Minor spoilers ahead for Jurassic World, though nothing you wouldn't already know from watching the movie's trailers.

Remember the "she's hunting for sport" scene in Jurassic World? That scene begins when Owen Grady (Chris Pratt) and Claire Dearing (Bryce Dallas Howard) come across a gigantic apatosaurus that's laying down on the ground. On closer inspection, they discover that the huge dinosaur is in the process of dying, having been attacked by the genetic hybrid creature known as Indominus Rex. It's a rare emotional moment amid the movie's thrills and chills.

The apatosaurus that Pratt and Howard acted against was a physical, anamatronic creation, a mechanized prop created by a practical effects studio called Legacy Effects. The following video shows exactly how this amazingly lifelike dinosaur was made, how many people were required to operate it, and what it was able to do.

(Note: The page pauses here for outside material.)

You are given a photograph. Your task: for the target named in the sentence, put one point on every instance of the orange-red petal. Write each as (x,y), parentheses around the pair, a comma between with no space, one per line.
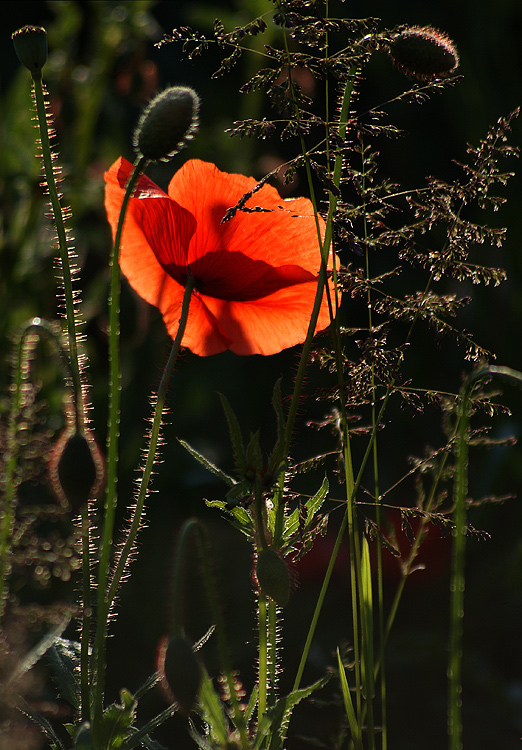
(256,275)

The dying apatosaurus scene was one of many in the film that served as a callback to the original Jurassic Park. In that 1993 movie, the main characters interacted with a sick triceratops, which was also a practical animatronic. But here's the real twist: Legacy Effects was founded by artists and designers from the Stan Winston Studio — the same studio that created the sick triceratops for Jurassic Park, as well as the physical T-Rex that operated on complex hydraulics, the sneezing brachiosaurus, velociraptors and more.

So it's been 22 years, and the same craftsmen and women that created the triceratops returned to make the apatosaurus. That's kind of amazing. Almost as impressive as the amount of craftsmanship and technology that Legacy's creators put into this thing, as you can see in the video.

Tell the truth: Did you cry for the apatosaurus?